Se cambia il clima e l’acqua sale bastano gli stivali? Non più!
Allora servirà il Mose. Sì, ma solo se funziona. Il che ancora non è dato. Ma bisogna crederci.
E se il Mose non bastasse perché concepito e attuato per un clima che non c’è più? Allora bisogna pensare anche ad altro. Ma di un vero cambiamento si tratta. Di visione del futuro, di strategia da adottare, di strumenti e di azioni da attivare.
Esserne consapevoli significa adattarsi ad una situazione nuova che arriva molto prima del previsto. Venezia sperimenta la novità sotto gli occhi del mondo. È un bene o un male?
Semplicemente è la condizione data, di cui conviene prendere atto. C’è chi dice che tanto poi passa e, fino alla prossima volta, stiamo tranquilli e riprendiamo il nostro ritmo. Ma non è più così.
La più lunga sequenza di acque alte della storia di Venezia è un monito preciso. Chi lo ignora è cieco o irresponsabile.
Venezia può proporsi come pioniera e sperimentare soluzioni che anche ad altri serviranno. Fa parte dell'evoluzione umana quella di adattarsi al nuovo. Chi la spunta sopravvive, chi non ce la fa soccombe.
Riformuliamo l’agenda della politica urbana capovolgendo la gerarchia dei problemi.

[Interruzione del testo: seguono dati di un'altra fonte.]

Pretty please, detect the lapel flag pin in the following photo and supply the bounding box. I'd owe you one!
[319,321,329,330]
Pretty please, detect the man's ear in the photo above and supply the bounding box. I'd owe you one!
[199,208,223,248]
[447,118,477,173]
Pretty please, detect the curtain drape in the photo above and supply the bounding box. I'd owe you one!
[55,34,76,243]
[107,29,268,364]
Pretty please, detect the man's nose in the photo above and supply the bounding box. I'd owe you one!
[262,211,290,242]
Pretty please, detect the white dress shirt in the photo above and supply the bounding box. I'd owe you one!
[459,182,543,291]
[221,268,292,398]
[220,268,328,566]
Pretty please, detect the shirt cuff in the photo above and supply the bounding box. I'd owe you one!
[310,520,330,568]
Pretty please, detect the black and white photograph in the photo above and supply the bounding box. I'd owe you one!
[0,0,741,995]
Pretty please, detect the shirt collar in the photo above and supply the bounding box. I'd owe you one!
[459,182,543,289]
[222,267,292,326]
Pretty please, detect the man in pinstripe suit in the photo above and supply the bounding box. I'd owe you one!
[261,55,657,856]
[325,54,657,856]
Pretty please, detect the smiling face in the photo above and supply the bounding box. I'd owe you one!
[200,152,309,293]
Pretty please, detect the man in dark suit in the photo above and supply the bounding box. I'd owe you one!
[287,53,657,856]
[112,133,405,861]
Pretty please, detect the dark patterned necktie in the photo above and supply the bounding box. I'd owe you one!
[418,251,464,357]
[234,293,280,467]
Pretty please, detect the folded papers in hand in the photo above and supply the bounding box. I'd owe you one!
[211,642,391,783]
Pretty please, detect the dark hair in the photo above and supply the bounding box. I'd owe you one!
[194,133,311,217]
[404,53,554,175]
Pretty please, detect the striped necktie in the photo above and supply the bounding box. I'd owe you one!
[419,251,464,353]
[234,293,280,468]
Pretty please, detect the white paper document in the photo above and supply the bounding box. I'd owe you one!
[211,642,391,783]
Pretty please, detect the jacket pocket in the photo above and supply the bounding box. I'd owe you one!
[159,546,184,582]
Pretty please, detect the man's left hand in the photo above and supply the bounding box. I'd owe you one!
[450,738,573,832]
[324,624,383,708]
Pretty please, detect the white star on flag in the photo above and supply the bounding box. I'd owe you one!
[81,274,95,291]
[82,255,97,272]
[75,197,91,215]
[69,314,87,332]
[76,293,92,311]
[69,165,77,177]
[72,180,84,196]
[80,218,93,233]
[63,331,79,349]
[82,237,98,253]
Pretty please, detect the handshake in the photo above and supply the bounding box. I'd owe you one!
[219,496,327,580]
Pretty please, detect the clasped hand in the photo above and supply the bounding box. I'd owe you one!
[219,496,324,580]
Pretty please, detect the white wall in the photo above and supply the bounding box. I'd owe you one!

Non più succubi della crescita turistica infinita e ad ogni costo. Da terra, dal mare, dal cielo. Visione di lungo periodo della città. Ambiente al primo posto; combattere sistematicamente l’inquinamento urbano; interventi diffusi di difesa dalle acque. Occorre ridare autorevolezza al sapere scientifico per la tutela della città non più al servizio di una politica del consenso elettorale di breve periodo.
E, per rispetto ai cittadini allagati, garantire, questo sì a breve, un modello di previsione maree tarato sulla realtà che cambia. Sarebbe il primo investimento a sancire l'ingresso in una nuova era.